Theory of waves in a homogeneous random medium

Abstract

A novel theory is developed to cope with the difficulty of the multiple-scattering problem in a random medium (RM). The theory is given for a one-dimensional homogeneous RM which is represented by a strictly stationary random process. Some possible forms of the stochastic solution are determined by a group-theoretic consideration based on the shift-invariance property of the homogeneous RM. The form of the solution has some analogy with Floquet's solution for a periodic medium. It is shown that there are two kinds of solutions in the one-dimensional RM: a travelling-wave mode and a cutoff mode. The former exists only when the power spectrum of the medium becomes zero at nearly double the wave number. Otherwise the wave is in the cutoff mode which is almost a standing wave whose envelope increases or decreases exponentially with distance.
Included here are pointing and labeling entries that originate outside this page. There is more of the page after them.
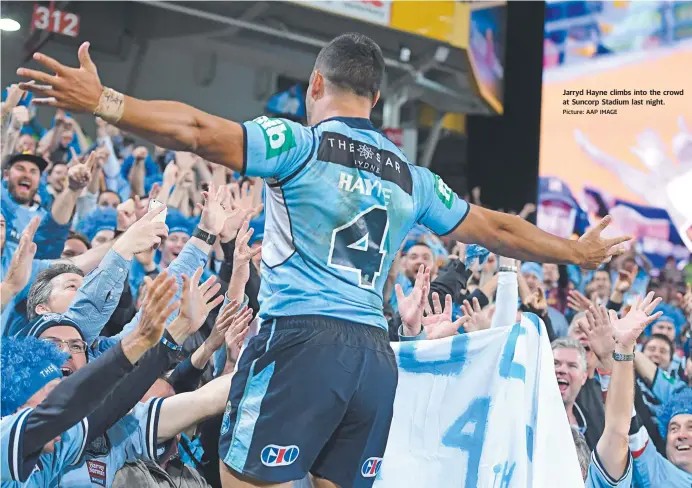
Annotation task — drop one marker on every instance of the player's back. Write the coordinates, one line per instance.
(340, 200)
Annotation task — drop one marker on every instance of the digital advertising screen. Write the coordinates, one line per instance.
(616, 122)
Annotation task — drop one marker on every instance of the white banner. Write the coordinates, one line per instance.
(375, 11)
(480, 410)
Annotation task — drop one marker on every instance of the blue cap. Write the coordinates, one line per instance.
(177, 222)
(43, 322)
(28, 364)
(102, 218)
(679, 403)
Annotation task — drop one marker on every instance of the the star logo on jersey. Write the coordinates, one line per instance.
(365, 151)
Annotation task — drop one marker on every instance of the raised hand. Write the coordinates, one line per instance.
(686, 302)
(578, 302)
(156, 310)
(411, 307)
(595, 250)
(224, 320)
(170, 175)
(17, 276)
(627, 329)
(437, 314)
(198, 300)
(236, 333)
(625, 280)
(127, 213)
(597, 327)
(79, 175)
(142, 236)
(243, 252)
(73, 89)
(247, 197)
(235, 216)
(478, 318)
(213, 212)
(445, 328)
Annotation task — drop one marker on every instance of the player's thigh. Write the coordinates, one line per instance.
(232, 479)
(289, 395)
(353, 455)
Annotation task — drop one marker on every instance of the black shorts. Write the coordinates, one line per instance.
(311, 394)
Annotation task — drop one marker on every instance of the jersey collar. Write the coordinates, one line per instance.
(354, 122)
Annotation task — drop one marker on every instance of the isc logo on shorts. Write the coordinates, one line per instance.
(371, 467)
(273, 455)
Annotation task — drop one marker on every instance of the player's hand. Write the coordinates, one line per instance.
(73, 89)
(595, 250)
(411, 307)
(478, 318)
(19, 272)
(243, 252)
(213, 211)
(627, 329)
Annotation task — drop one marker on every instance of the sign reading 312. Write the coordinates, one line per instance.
(53, 20)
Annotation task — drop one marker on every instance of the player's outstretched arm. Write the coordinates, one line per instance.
(511, 236)
(172, 125)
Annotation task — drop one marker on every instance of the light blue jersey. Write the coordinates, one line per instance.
(598, 477)
(340, 200)
(132, 437)
(47, 467)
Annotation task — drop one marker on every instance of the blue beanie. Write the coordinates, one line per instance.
(177, 222)
(533, 268)
(102, 218)
(679, 403)
(28, 364)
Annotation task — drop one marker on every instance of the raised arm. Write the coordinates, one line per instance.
(612, 447)
(172, 125)
(511, 236)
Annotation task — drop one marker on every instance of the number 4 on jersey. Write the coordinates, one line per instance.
(358, 246)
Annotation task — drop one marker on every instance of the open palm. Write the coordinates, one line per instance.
(627, 329)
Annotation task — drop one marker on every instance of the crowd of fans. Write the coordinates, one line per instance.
(92, 280)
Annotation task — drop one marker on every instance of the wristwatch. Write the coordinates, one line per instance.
(205, 236)
(623, 357)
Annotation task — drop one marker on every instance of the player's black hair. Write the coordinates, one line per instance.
(353, 62)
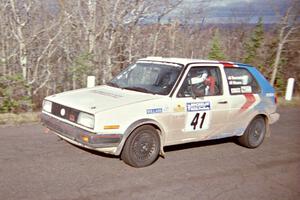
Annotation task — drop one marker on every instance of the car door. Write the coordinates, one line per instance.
(200, 108)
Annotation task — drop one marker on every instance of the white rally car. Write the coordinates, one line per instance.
(157, 102)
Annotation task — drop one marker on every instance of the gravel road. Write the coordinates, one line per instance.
(39, 166)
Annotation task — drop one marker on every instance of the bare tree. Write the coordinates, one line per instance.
(289, 24)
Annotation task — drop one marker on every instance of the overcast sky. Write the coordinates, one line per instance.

For a Gaussian RM with small fluctuations, an approximate stochastic solution given in the possible form is obtained in terms of multiple Wiener integrals with respect to the Brownian-motion process. The average and variance are calculated for the phase and amplitude of the wave in terms of the power spectrum of the RM. The law of large numbers is shown to hold concerning the fluctuations of the phase and amplitude. The average value of the wave and the transmission coefficient of a medium with finite thickness are also studied using the stochastic solution.